Sports historian Toby Rider will be watching this year’s Winter Olympics with renewed interest. As an expert in the history of sport during the Cold War era, he’s especially intrigued to see North and South Korea marching in under a united flag during the Feb. 9 opening ceremony. The two countries — apart since 1945 — also will have a joint women’s ice hockey team competing before the eyes of the world.
“It will have symbolic value but most people will be saying ‘let’s see what happens’ after the Olympics,” notes the assistant professor of kinesiology, whose particular sport research focuses on international relations, ideology, propaganda, diplomacy and the dynamic role of the Olympic movement.
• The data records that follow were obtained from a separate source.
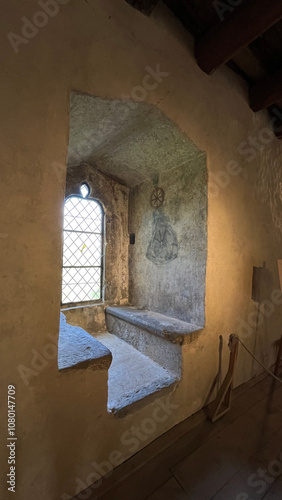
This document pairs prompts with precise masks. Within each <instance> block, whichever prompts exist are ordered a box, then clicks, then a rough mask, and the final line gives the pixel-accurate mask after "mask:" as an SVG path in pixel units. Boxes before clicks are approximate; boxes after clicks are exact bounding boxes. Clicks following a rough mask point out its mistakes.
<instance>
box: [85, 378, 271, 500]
mask: <svg viewBox="0 0 282 500" xmlns="http://www.w3.org/2000/svg"><path fill="white" fill-rule="evenodd" d="M276 386H277V389H276V390H279V389H280V386H279V384H278V383H277V384H276ZM272 389H273V381H272V379H270V377H266V376H265V374H264V373H263V374H262V375H259V376H258V377H256V378H254V379H252V380H250V381H249V382H247V383H246V384H243V385H242V386H239V387H237V388H236V389H234V392H233V405H232V408H231V410H230V412H229V413H228V414H227V415H226V416H224V417H223V418H222V419H221V420H218V421H217V422H215V423H214V424H212V423H211V422H210V421H209V420H207V418H206V415H205V412H204V410H201V411H200V412H198V413H196V414H195V415H193V416H192V417H190V418H188V419H186V420H185V421H183V422H181V423H180V424H178V425H177V426H176V427H174V428H172V429H170V430H169V431H168V432H167V433H165V434H163V435H162V436H160V437H159V438H158V439H156V440H155V441H153V442H152V443H150V444H149V445H148V446H146V447H145V448H143V449H142V450H141V451H140V452H139V453H137V454H136V455H134V456H133V457H131V458H130V459H129V460H127V461H126V462H124V463H123V464H121V465H120V466H119V467H116V468H115V469H114V471H113V473H112V474H111V476H110V477H108V478H105V479H104V480H103V482H102V485H101V486H100V487H99V488H97V489H94V490H93V495H92V496H90V497H89V499H88V500H98V499H102V500H113V499H114V500H117V499H122V500H132V498H134V500H140V499H141V500H143V498H142V494H141V493H142V491H143V492H144V490H142V483H144V482H146V489H147V496H148V495H149V494H152V493H153V492H154V491H155V490H156V489H157V488H158V487H160V486H161V485H162V484H163V483H164V482H165V481H167V480H168V479H169V478H170V477H171V472H170V469H171V467H173V466H174V465H175V464H176V463H177V462H179V461H181V460H182V459H184V458H185V457H186V456H187V455H188V454H189V453H192V452H193V451H194V450H195V449H197V447H199V446H201V445H202V444H204V443H205V442H206V441H207V440H209V439H211V438H212V437H213V436H216V434H217V433H218V432H219V431H222V430H223V429H225V428H226V427H227V426H229V425H230V424H231V423H232V422H234V421H236V419H237V418H239V417H240V416H241V415H242V413H246V412H247V411H248V410H250V409H251V408H252V407H256V405H258V404H259V403H261V402H262V401H263V400H264V399H265V398H266V397H267V396H268V394H269V392H270V391H271V390H272ZM275 393H276V391H275ZM138 490H140V497H139V493H138Z"/></svg>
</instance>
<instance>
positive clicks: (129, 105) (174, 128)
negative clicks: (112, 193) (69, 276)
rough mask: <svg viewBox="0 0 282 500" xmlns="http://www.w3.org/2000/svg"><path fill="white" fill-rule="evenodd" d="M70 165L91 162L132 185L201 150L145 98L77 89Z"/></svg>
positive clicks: (72, 124)
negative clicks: (108, 93) (142, 99)
mask: <svg viewBox="0 0 282 500" xmlns="http://www.w3.org/2000/svg"><path fill="white" fill-rule="evenodd" d="M69 141H70V142H69V155H68V163H69V165H78V164H79V163H81V162H84V161H85V162H88V163H89V164H91V165H95V166H97V167H98V168H99V169H100V170H102V171H103V172H105V173H108V174H110V175H111V176H114V177H116V178H117V179H120V180H122V181H123V182H125V184H127V185H128V186H130V187H132V186H135V185H136V184H140V183H141V182H144V181H145V180H148V179H152V178H153V179H157V178H158V175H159V174H160V172H163V171H166V170H170V169H172V168H175V167H176V166H179V165H182V164H183V163H185V164H187V163H188V162H189V161H190V160H193V159H194V158H195V157H197V156H198V155H199V150H198V148H196V146H195V145H194V144H193V142H192V141H191V140H190V139H188V137H187V136H185V135H184V134H183V132H182V131H181V130H180V129H179V128H178V127H177V126H176V125H175V123H173V122H172V121H171V120H169V118H167V117H166V116H165V115H164V114H163V113H162V112H161V110H159V109H158V108H156V107H154V106H152V105H151V104H148V103H145V102H139V103H137V102H136V103H133V104H131V105H130V104H128V102H126V101H125V100H119V99H117V100H114V101H113V100H105V99H101V98H99V97H93V96H88V95H81V94H76V93H72V94H71V107H70V137H69Z"/></svg>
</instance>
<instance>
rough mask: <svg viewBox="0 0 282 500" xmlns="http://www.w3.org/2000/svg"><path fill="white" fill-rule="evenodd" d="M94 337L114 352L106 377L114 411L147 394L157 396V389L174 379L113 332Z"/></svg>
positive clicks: (108, 405) (158, 395)
mask: <svg viewBox="0 0 282 500" xmlns="http://www.w3.org/2000/svg"><path fill="white" fill-rule="evenodd" d="M96 339H98V340H99V342H101V343H102V344H104V345H105V346H106V347H107V348H108V349H109V350H110V351H111V353H112V355H113V361H112V364H111V367H110V369H109V379H108V409H109V411H111V412H113V413H117V412H119V411H120V410H124V409H126V407H128V406H131V405H132V404H134V403H137V402H138V401H140V400H142V399H144V398H147V397H148V396H151V395H154V397H158V396H159V395H158V392H159V391H161V390H162V389H164V388H167V387H169V386H170V385H172V384H174V383H175V382H176V378H175V376H174V375H173V374H172V373H170V372H169V371H168V370H165V369H164V368H162V367H161V366H160V365H158V364H157V363H155V362H154V361H152V360H151V359H149V358H148V357H147V356H144V355H143V354H141V352H139V351H137V350H136V349H134V348H133V347H132V346H131V345H129V344H128V343H127V342H125V341H124V340H121V339H119V338H118V337H116V336H115V335H112V334H110V333H107V332H106V333H100V334H97V335H96ZM146 402H147V399H146V400H145V401H143V405H145V404H146Z"/></svg>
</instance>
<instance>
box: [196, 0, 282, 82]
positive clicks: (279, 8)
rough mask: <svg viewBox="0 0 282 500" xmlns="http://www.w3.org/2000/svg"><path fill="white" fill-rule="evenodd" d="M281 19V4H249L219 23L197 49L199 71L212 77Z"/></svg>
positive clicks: (235, 11)
mask: <svg viewBox="0 0 282 500" xmlns="http://www.w3.org/2000/svg"><path fill="white" fill-rule="evenodd" d="M280 19H282V2H281V1H280V0H267V1H266V0H248V1H247V2H244V3H242V4H240V5H238V6H237V7H234V10H233V12H232V13H231V14H230V15H229V16H226V19H223V21H221V22H220V21H219V22H218V23H217V24H216V25H215V26H214V27H213V28H212V29H211V30H210V31H208V33H206V34H205V35H204V36H203V37H202V38H200V40H199V41H198V43H197V44H196V47H195V56H196V59H197V61H198V64H199V66H200V68H201V69H202V70H203V71H204V72H205V73H207V74H211V73H212V72H213V71H214V70H215V69H216V68H218V67H219V66H221V65H223V64H224V63H226V62H227V61H229V60H230V59H232V57H233V56H234V55H235V54H236V53H237V52H238V51H239V50H240V49H242V48H243V47H245V46H247V45H249V43H251V42H252V41H253V40H255V39H256V38H257V37H259V36H260V35H261V34H262V33H263V32H264V31H266V30H267V29H269V28H270V27H271V26H273V25H274V24H276V23H277V22H278V21H279V20H280Z"/></svg>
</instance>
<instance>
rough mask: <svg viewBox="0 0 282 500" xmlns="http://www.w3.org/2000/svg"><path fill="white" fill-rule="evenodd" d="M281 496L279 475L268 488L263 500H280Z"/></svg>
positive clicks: (281, 490)
mask: <svg viewBox="0 0 282 500" xmlns="http://www.w3.org/2000/svg"><path fill="white" fill-rule="evenodd" d="M281 498H282V476H280V477H279V478H278V479H277V481H275V483H274V484H273V486H272V487H271V488H270V490H269V492H268V493H267V495H266V496H265V497H263V500H281Z"/></svg>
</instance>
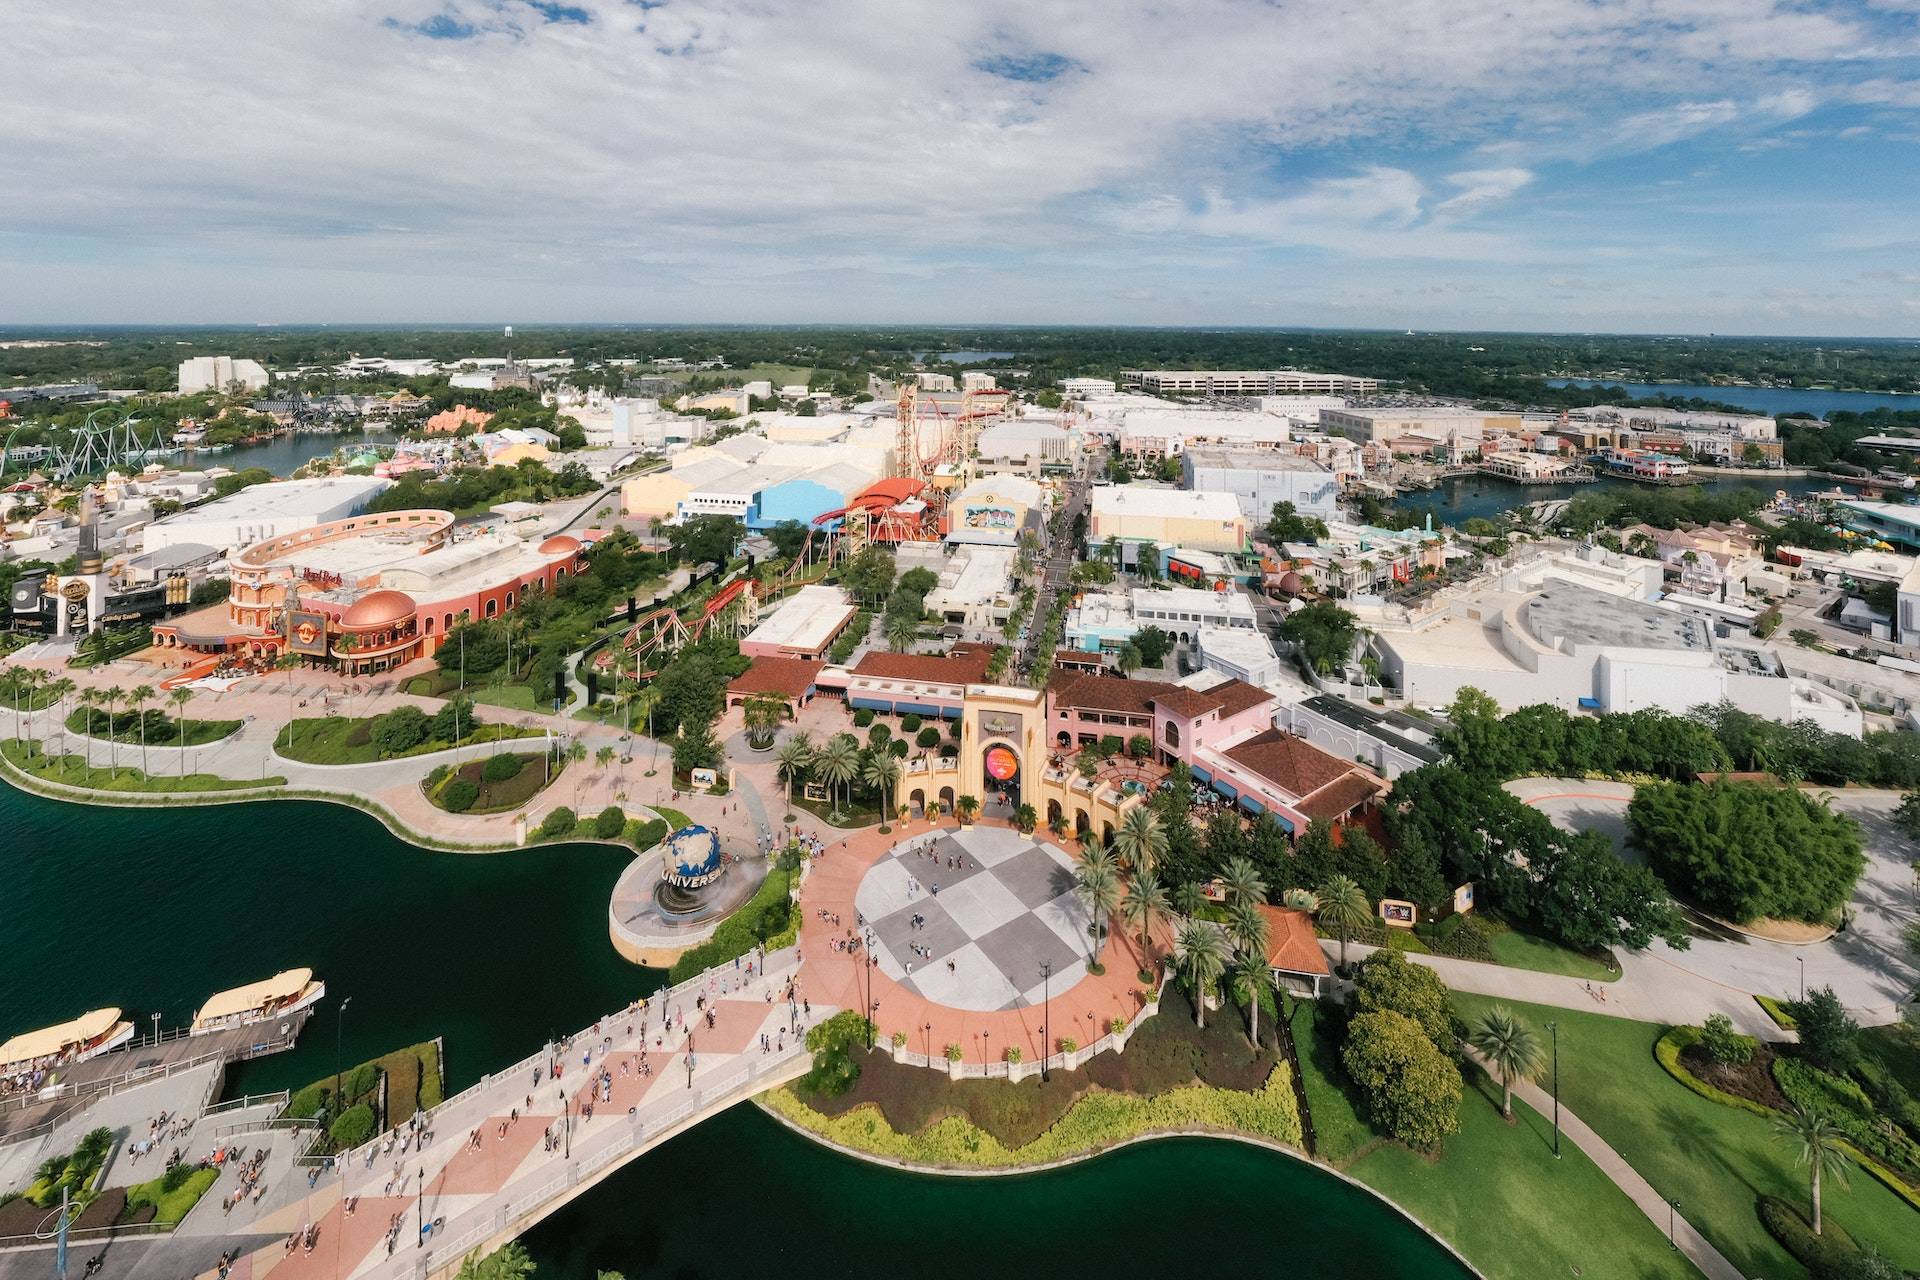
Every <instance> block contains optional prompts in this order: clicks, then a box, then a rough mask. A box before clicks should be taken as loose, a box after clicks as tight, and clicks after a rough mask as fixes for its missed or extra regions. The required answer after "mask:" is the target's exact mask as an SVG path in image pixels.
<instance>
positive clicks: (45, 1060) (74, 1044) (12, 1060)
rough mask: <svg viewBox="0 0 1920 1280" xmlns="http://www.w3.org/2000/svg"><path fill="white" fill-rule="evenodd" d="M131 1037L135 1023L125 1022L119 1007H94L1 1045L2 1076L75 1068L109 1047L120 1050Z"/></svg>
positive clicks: (97, 1056) (27, 1032)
The two countries of Korea were one of many conundrums the International Olympic Committee faced following World War II. There was also the two Germanys and the two Chinas. Although the two Chinas — the People’s Republic of China and the Republic of China, or Taiwan, were allowed to compete separately, East and West Germany competed together until 1968. North Korea did not enter the games as an independent nation until 1964.
“What is interesting about this year’s games is that the two sides voluntarily came together, despite the elevated tensions of recent times,” explains Rider. “And it will be the first time they have entered a joint team in an event at the Olympics since the countries divided.
The joint women’s hockey team may be the most interesting of all, according to Rider, who is co-director of the university’s Center for Sociocultural Sport and Olympic Research. “It will be fascinating to see how they will play on a field together when you consider that they haven’t had that much time to work together.”
Add to that the age of the players from both North and South. “Youth are most opposed to unification in South Korea,” he explains. “They have grown up in an age that is distant from the Korean War and don’t seem to have an appetite for reunification.
“It’s easy to say that ice hockey is a team sport and they’ll play together, but it’s unrealistic to not see issues in how they will respond and react to each other.
“Team sport is so dependent on team harmony, group dynamics, creative tension,” Rider adds. “All speculation aside, maybe they’ll prove that people from different sides can come together and get along.”
While some may see the temporary alliance as encouraging, there have been fractures already: North Korea canceled a joint pre-Olympic cultural event planned with South Korea, blaming South Korean news media coverage of the North’s participation.
“There is a powerful symbolic component to two fractured nations coming together and creating a joint team, but I think that may be all it is. It is not really seen as a definitive move toward peace between the two countries.
“While the Olympics offers a perfect stage to test this,” he says, “we have to be really careful what we read into this.”